The problem is, you see, after spending my formative years in Lancashire, then moving down to Cornwall, my accent's sort of levelled out at BBC Received Pronounciation. So sometimes people make assumptions (that I didn't go to a comprehensive, for example).
PRODUCER: Yeah, the problem doing shoots in (Northern European country) is that they're a bit, you know, egalitarian.
ME: ?
PRODUCER: Well in this country, you see, if you hear someone speaking with a regional accent, you know they're not going to be the producer or the director, so it's okay to tell them to get a car for you, or a cup of tea or whatever. But over there, they all speak the same way. So you might be chatting with someone about the light, and they're just a driver! Or you could tell someone to get you a sandwich, and they're the director!
ME: Night. Mare.
PRODUCER: And, by the way, the director gets paid the same as the guy who patrols the carpark in the evenings!
ME: WHAT!?
PRODUCER: Although, actually, here, the only other person on set who's likely to have gone to public school is the location manager, because they're all ex-army. But at least they understand the chain of command. So what were we going to talk about?
ME: Do you know, my mind's gone completely blank.
10 comments:
That's fairly surreal.
Mind you, there's this guy I'm sitting near at Paramount Comedy. A "real" Londoner (though I'm more London than he is) going on about "the North" in his coarse, no doubt practised, London accent.
I was so tempted to tell him to just "shut up". Seeing as I've lived in the Manchester area for 30 years (having been born a cockney, a real one) and he's just a twat talking bollocks.
Unfortunately I have similar problem in the accent department - people don't believe I'm from the north, or an East End boy.
Sounds like someone failed both Perception and Sarcasm 101.
This side of the Atlantic we don't necessarily make broadly based assumptions about class based on accent, but I have met people who were really surprised to find out where I came from. Based on where I grew up (New Hampshire), I'm supposed to sound like a Kennedy, but my parents are from the middle of the country, so I sound more like a news presenter.
I sound like an Essex Girl. But then I am. Bummer.
Oh no!!! My Yorkshire accent is clearly going to prevent me from being anywhere near successful in this biz. Time to bail out and go run a farm...
Seriously - what an idiot that guy is!
To be fair, he's a smart, very successful producer - and a perfectly pleasant person. This conversation happened a good few months ago, or I'd be feeling terribly guilty about blurting it straight out on the internet.
And yet an awful lot of people who work at the producer/commissioner level of UK telly are like this: living in a bit of a bubble in which everyone went to the same few schools, and regional accents are something that happen to other people (apart from Estuary English, of course).
Fortunately, of late I've met a lot more that aren't like this than are, but this kind of opinion isn't rare, by any means.
No.
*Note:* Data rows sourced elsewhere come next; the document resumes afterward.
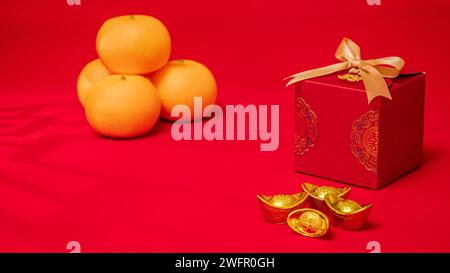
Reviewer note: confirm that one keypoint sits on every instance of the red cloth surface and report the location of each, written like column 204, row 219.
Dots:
column 60, row 182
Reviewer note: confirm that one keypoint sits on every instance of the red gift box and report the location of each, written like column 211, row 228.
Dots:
column 339, row 136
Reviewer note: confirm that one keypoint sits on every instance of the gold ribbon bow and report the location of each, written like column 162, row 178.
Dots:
column 372, row 72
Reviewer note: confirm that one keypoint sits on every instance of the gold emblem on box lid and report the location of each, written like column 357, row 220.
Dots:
column 347, row 213
column 319, row 192
column 308, row 222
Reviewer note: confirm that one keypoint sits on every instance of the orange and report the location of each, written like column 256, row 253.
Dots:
column 90, row 74
column 180, row 81
column 123, row 106
column 133, row 44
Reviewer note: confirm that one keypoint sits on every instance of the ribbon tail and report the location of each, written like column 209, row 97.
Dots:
column 374, row 83
column 330, row 69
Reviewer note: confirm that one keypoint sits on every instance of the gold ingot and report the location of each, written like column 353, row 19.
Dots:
column 347, row 213
column 276, row 208
column 308, row 222
column 318, row 193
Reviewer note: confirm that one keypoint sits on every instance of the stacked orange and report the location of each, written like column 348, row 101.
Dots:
column 132, row 84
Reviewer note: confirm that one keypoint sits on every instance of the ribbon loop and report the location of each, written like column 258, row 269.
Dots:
column 372, row 71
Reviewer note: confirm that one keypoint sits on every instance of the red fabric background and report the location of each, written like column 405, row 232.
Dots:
column 61, row 182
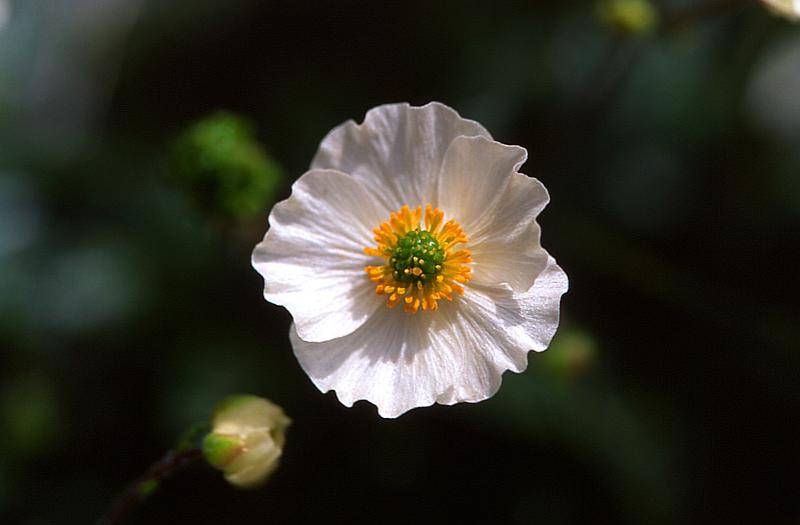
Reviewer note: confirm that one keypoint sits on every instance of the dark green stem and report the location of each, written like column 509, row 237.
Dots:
column 139, row 490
Titting. Way.
Seriously?
Good lord, that's unbelievable. See, what we clearly need to do is bring proper accents to Eastern Europe. Maybe we should export them some flattened vowels...
The thing I find in Journalism, which I am still quite new to - is similar, having grown up in inner London and then moved to Manchester, Scotland etc, my accent's flattened out to nothing. So generally you'll start talking to people at a party or in the office and they'll say 'So which college were you at?' - and you look at them slightly vacantly, and the broaden the question and say 'Oh, were you Oxford, not Cambridge?' and you say 'I went to Manchester Poly.', and they start looking over your shoulder for someone safer to talk to.
Sounds about right. I actually have a lot of respect for people who talk with a good old-fashioned posh accent, as in haven't tried to dumb it down into Mockney or anything.
I went to Derby Poly, you know.
*preens*
I get round the whole accent thing by communicating exclusively in mime.
Though I have been known to yodel on special occasions.
I find that hilarious.
When I stayed with a host family three years ago and answered the phone I was mistaken for a extraordinarily well-educated housekeeper. The lady ACTUALLY said, "Wow, I didn't realise your housekeeper spoke such good English!" Because, obviously, Asians aren't supposed to be able to speak English at all.
Okay, maybe that's most racism than anything, but I found that as funny as I found this.
Well, good job we don't write in accents then, eh? Snobs.